And then we will read the csv file as a Panda Dataframe and show the first 5 rows if the dataframe:

In [14]:
geo_df = pd.read_csv(lat_lng_set)
geo_df.head()

Unnamed: 0,Postal Code,Latitude,Longitude
0,M1B,43.806686,-79.194353
1,M1C,43.784535,-79.160497
2,M1E,43.763573,-79.188711
3,M1G,43.770992,-79.216917
4,M1H,43.773136,-79.239476


Now it's time to merge this datafrae with the ones with the names of Boroughs and Neighborhoods. We will join them using the Postcode reference.

In [15]:
# Merge dataframes
df = df.join(geo_df.set_index('Postal Code'), on='Postcode')

### And that's ready: Let's see the first lines of our new dataframe:

In [16]:
df.head(12)

Unnamed: 0,Postcode,Borough,Neighborhood,Latitude,Longitude
0,M3A,North York,Parkwoods,43.753259,-79.329656
1,M4A,North York,Victoria Village,43.725882,-79.315572
2,M5A,Downtown Toronto,"Harbourfront, Regent Park",43.65426,-79.360636
3,M6A,North York,"Lawrence Heights, Lawrence Manor",43.718518,-79.464763
4,M7A,Queen's Park,Queen's Park,43.662301,-79.389494
5,M9A,Etobicoke,Islington Avenue,43.667856,-79.532242
6,M1B,Scarborough,"Rouge, Malvern",43.806686,-79.194353
7,M3B,North York,Don Mills North,43.745906,-79.352188
8,M4B,East York,"Woodbine Gardens, Parkview Hill",43.706397,-79.309937
9,M5B,Downtown Toronto,"Ryerson, Garden District",43.657162,-79.378937


### --- End of part 2: Dataframe with columns Postcode, Borough, Neighborhood, Latitude and Longitude. ---

Now let's go to part 3! :)

# Part 3 - Exploring and Clustering the Neighborhoods of Toronto

Let's first import all the libraries needed for this section.

In [17]:
import numpy as np # library to handle data in a vectorized manner
import json # library to handle JSON files

from pandas.io.json import json_normalize # tranform JSON file into a pandas dataframe
# Matplotlib and associated plotting modules
import matplotlib.cm as cm
import matplotlib.colors as colors
# import k-means from clustering stage
from sklearn.cluster import KMeans
import folium # map rendering library

### i) Create a dataframe with only boroughs that contain the word Toronto

In [18]:
df_toronto= df[df['Borough'].str.contains('Toronto')].reset_index(drop=True)
df_toronto.head()

Unnamed: 0,Postcode,Borough,Neighborhood,Latitude,Longitude
0,M5A,Downtown Toronto,"Harbourfront, Regent Park",43.65426,-79.360636
1,M5B,Downtown Toronto,"Ryerson, Garden District",43.657162,-79.378937
2,M5C,Downtown Toronto,St.

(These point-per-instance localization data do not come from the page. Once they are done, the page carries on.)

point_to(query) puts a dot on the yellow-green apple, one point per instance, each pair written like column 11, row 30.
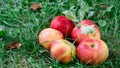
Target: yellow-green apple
column 63, row 24
column 63, row 50
column 85, row 29
column 92, row 51
column 48, row 35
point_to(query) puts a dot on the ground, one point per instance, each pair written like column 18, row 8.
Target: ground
column 23, row 25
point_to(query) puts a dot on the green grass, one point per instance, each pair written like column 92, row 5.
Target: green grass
column 23, row 24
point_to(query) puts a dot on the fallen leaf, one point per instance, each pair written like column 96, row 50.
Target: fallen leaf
column 14, row 45
column 35, row 6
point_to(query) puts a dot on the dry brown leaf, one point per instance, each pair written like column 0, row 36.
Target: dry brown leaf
column 35, row 6
column 14, row 45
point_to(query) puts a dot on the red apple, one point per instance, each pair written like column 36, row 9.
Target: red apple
column 63, row 24
column 84, row 30
column 48, row 35
column 63, row 50
column 92, row 51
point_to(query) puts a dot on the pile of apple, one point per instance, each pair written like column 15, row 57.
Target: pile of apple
column 90, row 48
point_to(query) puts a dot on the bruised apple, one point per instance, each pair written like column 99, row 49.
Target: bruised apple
column 48, row 35
column 85, row 29
column 63, row 24
column 92, row 51
column 63, row 51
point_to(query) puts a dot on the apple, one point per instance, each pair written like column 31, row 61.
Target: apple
column 63, row 24
column 85, row 29
column 92, row 51
column 48, row 35
column 63, row 50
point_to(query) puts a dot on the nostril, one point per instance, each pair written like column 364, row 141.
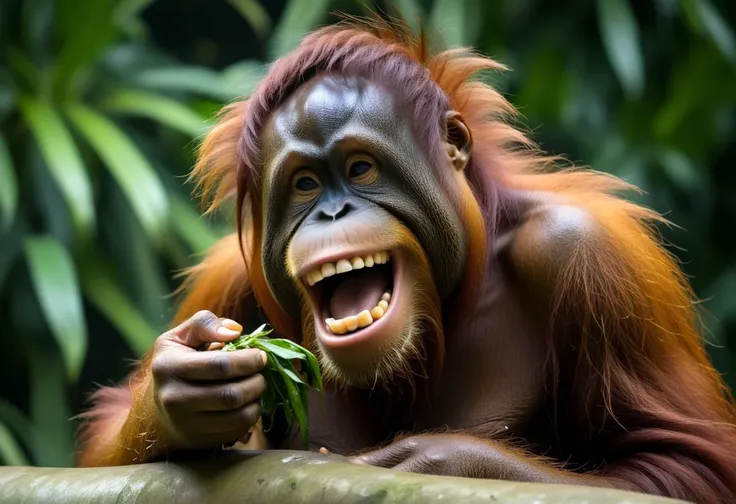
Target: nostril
column 335, row 212
column 343, row 211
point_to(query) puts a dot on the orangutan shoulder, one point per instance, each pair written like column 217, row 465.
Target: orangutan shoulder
column 549, row 239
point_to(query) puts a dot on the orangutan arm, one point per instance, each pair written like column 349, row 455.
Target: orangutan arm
column 571, row 264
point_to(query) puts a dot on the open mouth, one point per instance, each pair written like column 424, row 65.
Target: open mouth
column 351, row 293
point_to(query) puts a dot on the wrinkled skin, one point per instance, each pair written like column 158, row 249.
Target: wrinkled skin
column 205, row 399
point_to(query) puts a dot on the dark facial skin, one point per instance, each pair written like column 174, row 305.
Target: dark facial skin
column 318, row 134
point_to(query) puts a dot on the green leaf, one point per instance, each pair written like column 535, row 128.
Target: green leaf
column 706, row 18
column 297, row 406
column 159, row 108
column 620, row 34
column 298, row 19
column 63, row 160
column 191, row 226
column 128, row 166
column 235, row 81
column 312, row 368
column 8, row 185
column 458, row 25
column 103, row 292
column 16, row 421
column 55, row 282
column 411, row 11
column 10, row 451
column 253, row 12
column 284, row 353
column 82, row 42
column 52, row 430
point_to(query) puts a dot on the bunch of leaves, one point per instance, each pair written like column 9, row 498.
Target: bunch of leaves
column 290, row 372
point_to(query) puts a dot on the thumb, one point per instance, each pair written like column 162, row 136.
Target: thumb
column 204, row 327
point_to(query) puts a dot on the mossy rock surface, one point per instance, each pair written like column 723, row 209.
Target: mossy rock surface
column 281, row 477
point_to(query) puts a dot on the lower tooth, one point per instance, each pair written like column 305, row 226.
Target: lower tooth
column 351, row 323
column 336, row 326
column 377, row 312
column 364, row 318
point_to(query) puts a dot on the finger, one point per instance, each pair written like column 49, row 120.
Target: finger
column 232, row 424
column 417, row 464
column 204, row 326
column 219, row 365
column 385, row 457
column 177, row 396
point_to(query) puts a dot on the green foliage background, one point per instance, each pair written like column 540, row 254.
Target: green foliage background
column 102, row 102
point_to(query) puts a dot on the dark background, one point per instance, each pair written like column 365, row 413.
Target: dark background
column 102, row 103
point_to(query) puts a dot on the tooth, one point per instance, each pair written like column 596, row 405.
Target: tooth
column 336, row 326
column 343, row 266
column 328, row 269
column 364, row 318
column 351, row 322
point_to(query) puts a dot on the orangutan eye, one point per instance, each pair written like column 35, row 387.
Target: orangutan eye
column 362, row 169
column 305, row 185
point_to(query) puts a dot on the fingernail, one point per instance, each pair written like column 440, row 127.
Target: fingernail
column 224, row 331
column 232, row 325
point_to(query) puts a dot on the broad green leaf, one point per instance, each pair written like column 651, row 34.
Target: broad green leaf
column 103, row 292
column 706, row 18
column 128, row 166
column 159, row 108
column 10, row 451
column 298, row 19
column 8, row 185
column 191, row 226
column 53, row 434
column 55, row 281
column 64, row 162
column 253, row 12
column 620, row 34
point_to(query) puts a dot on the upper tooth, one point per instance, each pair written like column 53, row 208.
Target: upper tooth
column 328, row 269
column 343, row 265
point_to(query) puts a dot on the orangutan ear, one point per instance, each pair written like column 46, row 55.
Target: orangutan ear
column 459, row 140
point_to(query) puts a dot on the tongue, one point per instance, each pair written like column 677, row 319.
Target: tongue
column 357, row 291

James Town,43.651494,-79.375418
3,M4E,East Toronto,The Beaches,43.676357,-79.293031
4,M5E,Downtown Toronto,Berczy Park,43.644771,-79.373306


### ii) Let's take a quick look at the neighborhoods of Toronto in a map:

In [19]:
from geopy.geocoders import Nominatim # convert an address into latitude and longitude values

address = 'Toronto, Ontario'

geolocator = Nominatim(user_agent="toronto_explorer")
location = geolocator.geocode(address)
latitude = location.latitude
longitude = location.longitude

# create map of Toronto using latitude and longitude values
map_toronto = folium.Map(location=[latitude, longitude], zoom_start=11)

# add markers to map
for lat, lng, borough, neighborhood in zip(df_toronto['Latitude'], df_toronto['Longitude'], df_toronto['Borough'], df_toronto['Neighborhood']):
    label = '{}, {}'.format(neighborhood, borough)
    label = folium.Popup(label, parse_html=True)
    folium.CircleMarker(
        [lat, lng],
        radius=5,
        popup=label,
        color='blue',
        fill=True,
        fill_color='#3186cc',
        fill_opacity=0.7,
        parse_html=False).add_to(map_toronto)  
    
map_toronto

### iii) Getting venues information from Foursquare

Setting client_id, client_secret and version for the conection with the Foursquare API

In [20]:
# @hidden_cell
# Define Foursquare Credentials and Version


CLIENT_ID = 'PU2M2NDZNNYIYMAIGGABUUSUJOI0RC2X0X1YGVAGTG5B514S' # your Foursquare ID
CLIENT_SECRET = '2KRDYEHZW4JS5HKY3XQXE54FQUYLRJU5BYMZXG2RC3VAI5ZP' # your Foursquare Secret
VERSION = '20180605' # Foursquare API version

Create functions to extract the category of the venue & to repeat this process for each neighborhood

In [21]:
# function that extracts the category of the venue
def get_category_type(row):
    try:
        categories_list = row['categories']
    except:
        categories_list = row['venue.categories']
        
    if len(categories_list) == 0:
        return None
    else:
        return categories_list[0]['name']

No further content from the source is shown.